I'm working on a university project related to studying how Kubernetes scaling works but I have been facing an issue: I have a cluster with one master node (for control plane) and one edge node and I have enabled HPA on a deployment I created, named stress-app, below is the deployment and service YAML files, respectively:
stress-app-deployment.yaml:
apiVersion: apps/v1
kind: Deployment
metadata:
name: stress-app
spec:
replicas: 1
selector:
matchLabels:
app: stress-app
template:
metadata:
labels:
app: stress-app
spec:
containers:
- name: stress-app
image: annis99/stress-app:v0.2
imagePullPolicy: Always
ports:
- containerPort: 8081
resources:
requests:
cpu: 0.5
memory: 100Mi
stress-app-service.yaml
apiVersion: v1
kind: Service
metadata:
name: stress-app-service
spec:
selector:
app: stress-app
ports:
- protocol: TCP
port: 8081
targetPort: 8081
type: LoadBalancer
The app is a simple API built with FastAPI with one endpoint '/workload/cpu', which when called create a fake CPU load using the stress-ng CLI tool.
The app works fine, however, when I try to load-test the cluster to see the HPA scaling, it scales up to 8 replicas sometimes, but only one replica of the pod handles most requests, causing high CPU spikes for the node hosting that replica. I have also checked that other replicas are running and not in a pending state.

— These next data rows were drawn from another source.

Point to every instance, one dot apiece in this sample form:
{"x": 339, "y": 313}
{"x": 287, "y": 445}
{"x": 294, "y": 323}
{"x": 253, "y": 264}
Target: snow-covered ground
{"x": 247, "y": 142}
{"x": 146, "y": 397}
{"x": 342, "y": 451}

I have noticed this when trying with JMeter, Locust and K6 load testing tools, by setting keep-alive to False, however, when I try with the browser (Google Chrome) by opening several tabs and requesting that endpoint simultaneously, more replicas are involved and process the requests resulting in a fairer distribution of the workload. Any ideas why this happens with sophisticated load-testing tools?